À ces dernières paroles, Trangoil Lanec et Valentin échangèrent un regard.

L’Indienne continua.

– Ensuite, Antinahuel et la femme partirent en laissant la jeune fille dans ma hutte avec une dizaine de mosotones pour la garder. Un des mosotones me dit que cette fille appartenait au toqui qui avait l’intention d’en faire sa femme ; et comme on ne se méfiait pas de moi, cet homme m’avoua que cette enfant avait été volée à sa famille par la grande femme qui l’avait vendue au chef, et que, pour que sa famille ne pût pas la retrouver, aussitôt qu’elle serait assez forte pour supporter les fatigues de la route, on l’emmènerait bien loin de l’autre côté des montagnes, dans le pays des Puelches.

– Eh bien ? demanda vivement Valentin en voyant que l’Indienne s’arrêtait.

– Hier, reprit-elle, hier, elle s’est trouvée beaucoup mieux, alors les mosotones ont sellé leurs chevaux et ils sont partis avec elle vers la troisième heure du jour.

– Et, demanda Trangoil Lanec, la jeune fille n’a rien dit à ma sœur ?

– Rien, reprit tristement l’Indienne, la pauvre enfant pleurait, elle ne voulait pas partir, mais ils la firent monter de force à cheval, en la menaçant de l’attacher si elle résistait, alors elle a obéi.

– Pauvre enfant, dit Valentin, ils la maltraitaient, n’est-ce pas ?

– Non, ils avaient beaucoup de respect pour elle ; d’ailleurs, j’avais entendu moi-même le toqui leur ordonner, avant son départ, de la traiter doucement.

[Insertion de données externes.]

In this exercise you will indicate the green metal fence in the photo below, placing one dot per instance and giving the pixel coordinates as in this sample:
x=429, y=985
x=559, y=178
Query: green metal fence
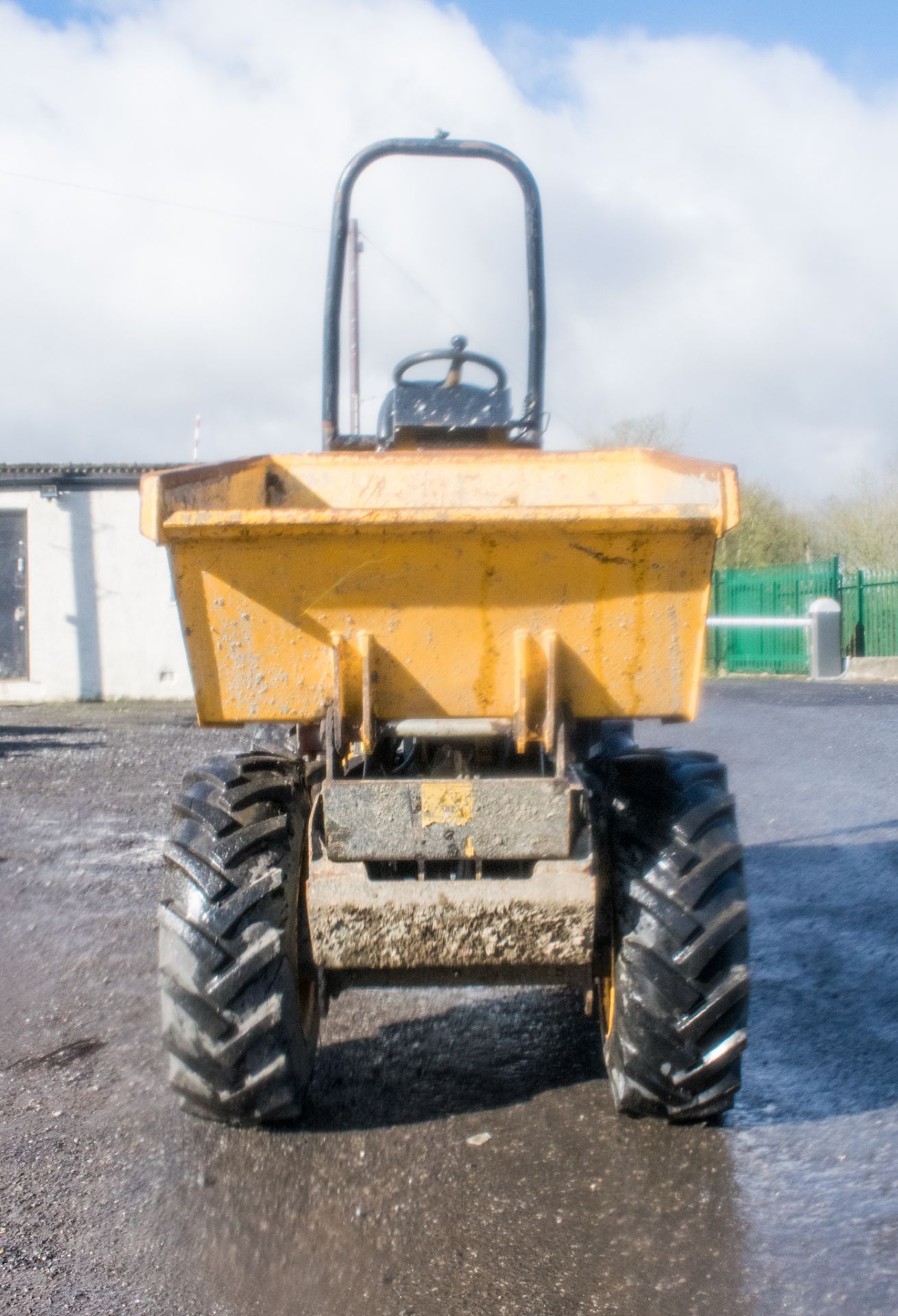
x=869, y=615
x=766, y=592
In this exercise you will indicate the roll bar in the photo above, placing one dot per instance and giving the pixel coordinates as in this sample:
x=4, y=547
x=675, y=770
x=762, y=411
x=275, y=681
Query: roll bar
x=531, y=424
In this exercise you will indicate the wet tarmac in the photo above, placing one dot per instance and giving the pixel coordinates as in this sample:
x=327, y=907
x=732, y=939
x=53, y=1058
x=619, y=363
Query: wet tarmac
x=112, y=1201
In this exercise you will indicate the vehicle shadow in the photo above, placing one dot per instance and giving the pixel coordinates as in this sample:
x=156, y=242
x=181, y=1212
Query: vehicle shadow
x=496, y=1051
x=823, y=1019
x=825, y=979
x=20, y=741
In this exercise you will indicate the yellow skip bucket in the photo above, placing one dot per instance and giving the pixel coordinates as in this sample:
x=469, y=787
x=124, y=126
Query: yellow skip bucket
x=490, y=585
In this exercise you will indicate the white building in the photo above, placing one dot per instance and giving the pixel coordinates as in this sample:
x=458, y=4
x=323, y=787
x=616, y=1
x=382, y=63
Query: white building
x=86, y=602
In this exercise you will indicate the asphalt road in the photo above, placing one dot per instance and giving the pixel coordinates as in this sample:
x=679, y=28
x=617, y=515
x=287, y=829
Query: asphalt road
x=112, y=1201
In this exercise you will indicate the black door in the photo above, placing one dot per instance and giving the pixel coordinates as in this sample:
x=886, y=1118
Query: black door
x=14, y=598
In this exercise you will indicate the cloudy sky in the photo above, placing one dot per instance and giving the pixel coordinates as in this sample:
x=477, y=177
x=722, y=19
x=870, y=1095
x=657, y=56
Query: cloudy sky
x=720, y=203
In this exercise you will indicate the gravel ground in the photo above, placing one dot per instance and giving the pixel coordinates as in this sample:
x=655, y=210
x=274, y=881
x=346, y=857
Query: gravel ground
x=112, y=1201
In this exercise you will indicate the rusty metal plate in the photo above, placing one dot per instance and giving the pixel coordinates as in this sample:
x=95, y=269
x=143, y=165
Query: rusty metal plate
x=361, y=924
x=422, y=819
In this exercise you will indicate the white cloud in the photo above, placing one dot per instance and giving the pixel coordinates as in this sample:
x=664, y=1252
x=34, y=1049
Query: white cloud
x=719, y=230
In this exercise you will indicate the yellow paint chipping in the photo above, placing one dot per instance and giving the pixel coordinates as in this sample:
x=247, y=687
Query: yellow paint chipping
x=447, y=803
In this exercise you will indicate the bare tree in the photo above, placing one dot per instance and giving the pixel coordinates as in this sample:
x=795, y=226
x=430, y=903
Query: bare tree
x=653, y=430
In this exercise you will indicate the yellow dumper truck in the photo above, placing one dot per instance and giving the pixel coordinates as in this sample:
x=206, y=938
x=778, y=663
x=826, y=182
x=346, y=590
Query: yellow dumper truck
x=447, y=635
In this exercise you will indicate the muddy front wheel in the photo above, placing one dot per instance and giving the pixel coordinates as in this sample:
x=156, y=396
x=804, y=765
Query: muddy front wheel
x=240, y=1002
x=675, y=994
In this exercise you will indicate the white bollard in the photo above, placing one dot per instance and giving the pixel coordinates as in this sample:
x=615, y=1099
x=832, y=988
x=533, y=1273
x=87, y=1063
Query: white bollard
x=826, y=639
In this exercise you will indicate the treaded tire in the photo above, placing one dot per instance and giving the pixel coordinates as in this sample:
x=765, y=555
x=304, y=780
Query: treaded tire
x=680, y=965
x=240, y=1006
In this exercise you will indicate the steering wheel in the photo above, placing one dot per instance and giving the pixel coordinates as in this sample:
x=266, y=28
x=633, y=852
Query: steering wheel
x=457, y=357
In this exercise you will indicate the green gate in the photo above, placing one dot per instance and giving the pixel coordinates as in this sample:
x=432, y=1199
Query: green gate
x=784, y=592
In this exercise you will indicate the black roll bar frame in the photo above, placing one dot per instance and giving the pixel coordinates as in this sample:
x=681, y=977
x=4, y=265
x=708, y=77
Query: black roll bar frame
x=529, y=429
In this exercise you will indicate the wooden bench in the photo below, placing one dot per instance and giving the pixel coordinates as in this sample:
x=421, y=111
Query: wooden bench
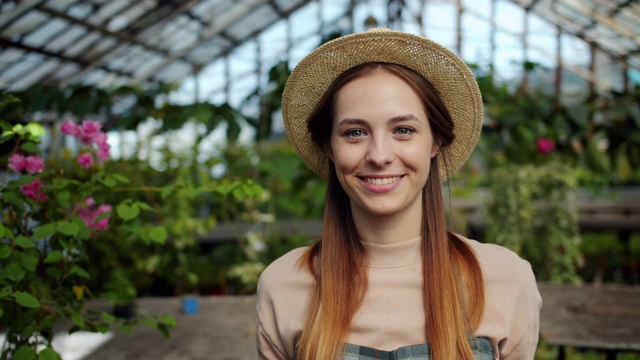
x=604, y=318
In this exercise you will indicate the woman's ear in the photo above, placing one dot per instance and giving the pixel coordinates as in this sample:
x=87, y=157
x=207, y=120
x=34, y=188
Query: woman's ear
x=435, y=148
x=328, y=151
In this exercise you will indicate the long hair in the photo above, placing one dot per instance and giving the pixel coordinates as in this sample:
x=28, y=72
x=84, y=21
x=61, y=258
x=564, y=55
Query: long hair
x=452, y=278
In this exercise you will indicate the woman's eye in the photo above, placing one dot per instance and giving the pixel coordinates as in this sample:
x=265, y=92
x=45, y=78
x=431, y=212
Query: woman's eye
x=404, y=131
x=355, y=133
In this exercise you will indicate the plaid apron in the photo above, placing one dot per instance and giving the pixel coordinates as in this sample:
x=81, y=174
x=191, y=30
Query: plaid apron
x=481, y=347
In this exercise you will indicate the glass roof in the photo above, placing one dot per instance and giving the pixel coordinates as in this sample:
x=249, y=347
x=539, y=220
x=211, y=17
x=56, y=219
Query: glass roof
x=115, y=42
x=109, y=43
x=611, y=25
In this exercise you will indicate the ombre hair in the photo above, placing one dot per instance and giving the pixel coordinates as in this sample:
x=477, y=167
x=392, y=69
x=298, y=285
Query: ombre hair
x=453, y=286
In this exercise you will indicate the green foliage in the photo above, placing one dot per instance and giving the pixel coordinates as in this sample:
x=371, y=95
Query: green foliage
x=532, y=212
x=599, y=133
x=48, y=220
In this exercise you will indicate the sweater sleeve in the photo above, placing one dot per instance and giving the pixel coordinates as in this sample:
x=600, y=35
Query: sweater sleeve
x=282, y=297
x=512, y=303
x=522, y=340
x=268, y=341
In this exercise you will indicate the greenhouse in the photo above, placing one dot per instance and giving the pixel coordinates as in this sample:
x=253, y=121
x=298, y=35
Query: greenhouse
x=148, y=177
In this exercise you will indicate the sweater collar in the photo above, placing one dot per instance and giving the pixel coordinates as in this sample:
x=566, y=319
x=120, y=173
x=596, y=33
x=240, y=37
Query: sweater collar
x=394, y=255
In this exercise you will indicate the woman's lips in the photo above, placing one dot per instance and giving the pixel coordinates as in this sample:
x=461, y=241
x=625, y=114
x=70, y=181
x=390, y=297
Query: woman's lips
x=380, y=184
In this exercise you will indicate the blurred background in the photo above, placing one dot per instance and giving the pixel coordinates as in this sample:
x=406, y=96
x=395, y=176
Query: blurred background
x=194, y=188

– Ainsi, reprit Trangoil Lanec, elle est partie depuis hier ?

– Depuis hier.

– De quel côté ?

– Les mosotones parlaient entre eux de la tribu du Vautour Fauve, mais je ne sais si c’est là qu’ils sont allés.

– Merci, répondit l’Ulmen, ma sœur est bonne, Pillian la récompensera, elle peut se retirer, les hommes vont tenir conseil.

L’Indienne se leva sans se permettre une observation et elle sortit du cuarto.

– Maintenant, demanda le chef à Valentin, quelle est l’intention de mon frère ?

– Dame ! notre route est toute tracée, il me semble : suivre à la piste les ravisseurs jusqu’à ce que nous parvenions à leur enlever la jeune fille.

– Bon, c’est aussi mon avis, seulement deux hommes ne sont pas beaucoup pour accomplir un tel projet.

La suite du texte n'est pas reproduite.